You start by comparing the derived form \[\frac{(N_{x} - M_{y})}{M} = -\frac{3}{y}\]with a general expression to find the integrating factor. This results in the following integral:\[ e^{-3} \int \frac{dy}{y}\]which simplifies to \[\frac{1}{y^3}\].

Using this integrating factor transforms the equation so that it becomes exact, making further steps straightforward. This method is particularly useful when direct integration of the original equation seems challenging or impossible.

Partial derivatives play a critical role in exact differential equations. They help check whether a differential equation is exact by balancing the mixed derivatives of the potential function. An exact differential equation has partial derivatives that satisfy a particular condition.

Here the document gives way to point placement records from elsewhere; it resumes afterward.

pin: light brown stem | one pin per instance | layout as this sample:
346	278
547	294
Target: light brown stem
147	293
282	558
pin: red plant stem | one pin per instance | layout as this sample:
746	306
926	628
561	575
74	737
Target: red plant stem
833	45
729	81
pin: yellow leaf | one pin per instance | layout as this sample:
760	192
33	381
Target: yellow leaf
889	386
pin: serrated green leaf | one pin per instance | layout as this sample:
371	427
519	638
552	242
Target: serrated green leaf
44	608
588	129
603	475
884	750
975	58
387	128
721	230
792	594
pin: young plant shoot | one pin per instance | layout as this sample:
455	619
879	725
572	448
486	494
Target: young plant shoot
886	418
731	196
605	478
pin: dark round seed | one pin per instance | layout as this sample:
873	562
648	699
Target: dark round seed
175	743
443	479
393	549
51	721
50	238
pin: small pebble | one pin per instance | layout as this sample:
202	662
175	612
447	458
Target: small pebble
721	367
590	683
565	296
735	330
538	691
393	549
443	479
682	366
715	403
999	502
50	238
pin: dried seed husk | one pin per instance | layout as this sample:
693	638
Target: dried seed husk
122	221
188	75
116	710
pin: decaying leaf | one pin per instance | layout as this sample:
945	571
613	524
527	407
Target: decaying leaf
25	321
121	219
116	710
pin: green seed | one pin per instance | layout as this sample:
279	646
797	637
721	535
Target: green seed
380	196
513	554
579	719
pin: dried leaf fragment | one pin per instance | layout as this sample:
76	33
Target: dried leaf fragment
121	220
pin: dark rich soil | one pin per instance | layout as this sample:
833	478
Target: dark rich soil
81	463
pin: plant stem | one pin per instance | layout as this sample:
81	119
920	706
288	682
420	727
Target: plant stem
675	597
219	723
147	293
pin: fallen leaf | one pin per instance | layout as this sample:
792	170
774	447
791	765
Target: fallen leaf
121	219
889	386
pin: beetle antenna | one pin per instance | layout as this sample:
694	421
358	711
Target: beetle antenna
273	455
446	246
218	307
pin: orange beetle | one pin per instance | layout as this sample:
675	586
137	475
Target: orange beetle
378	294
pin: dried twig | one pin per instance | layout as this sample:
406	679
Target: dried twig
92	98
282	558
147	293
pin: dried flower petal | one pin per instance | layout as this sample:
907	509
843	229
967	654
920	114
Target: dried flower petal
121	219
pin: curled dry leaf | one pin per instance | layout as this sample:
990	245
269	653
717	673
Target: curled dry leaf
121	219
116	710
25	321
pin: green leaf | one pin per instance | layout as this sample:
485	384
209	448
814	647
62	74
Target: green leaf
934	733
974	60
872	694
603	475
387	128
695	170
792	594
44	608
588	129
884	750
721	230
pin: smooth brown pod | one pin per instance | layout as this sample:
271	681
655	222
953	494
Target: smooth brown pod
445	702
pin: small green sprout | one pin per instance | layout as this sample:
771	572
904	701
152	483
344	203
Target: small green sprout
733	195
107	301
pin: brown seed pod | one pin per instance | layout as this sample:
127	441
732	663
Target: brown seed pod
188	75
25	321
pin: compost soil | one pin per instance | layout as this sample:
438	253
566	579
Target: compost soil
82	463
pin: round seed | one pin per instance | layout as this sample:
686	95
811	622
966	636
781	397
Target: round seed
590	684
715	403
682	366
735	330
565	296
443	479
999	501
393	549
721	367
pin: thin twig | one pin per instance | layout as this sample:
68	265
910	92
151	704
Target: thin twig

In this exercise, we defined functions \(M\) and \(N\) as:

• \(M = \frac{y^2 + xy^3}{y^3} = \frac{1}{y} + x\)
• \(N = \frac{5y^2 - xy + y^3 \sin y}{y^3} = \frac{5}{y} - \frac{x}{y^2} + \sin y\)

To check for exactness, we compare their partial derivatives:

• \(M_y = - \frac{1}{y^2}\)
• \(N_x = - \frac{1}{y^2}\)

Since \(M_y = N_x\), the equation is exact. This confirms the integrability condition and allows us to find the potential function, \(f(x, y)\). Always ensure the partial derivatives are equal to verify exactness, making the calculation of a general solution possible.

Finding the general solution is the ultimate goal of solving differential equations, as it provides all possible solutions based on different initial conditions. The steps to achieve this involve both integration and pattern recognition.

Starting with the equation \(f_x = M\), you integrate with respect to \(x\) to find:\[f(x, y) = \frac{x}{y} + \frac{1}{2}x^2 + h(y)\]Identifying \(h(y)\) involves integrating the remaining part calculated from \(N - f_x\), which gives:

• \(h'(y) = 5/y + \sin y\)
• Integrating yields: \(h(y) = 5 \ln |y| - \cos y\)

Thus, the general solution becomes:\[\frac{x}{y} + \frac{1}{2}x^2 + 5 \ln |y| - \cos y = c\]where \(c\) is an arbitrary constant. This solution encompasses all particular solutions of the differential equation by varying \(c\), providing a complete set of solutions applicable to a range of boundary conditions.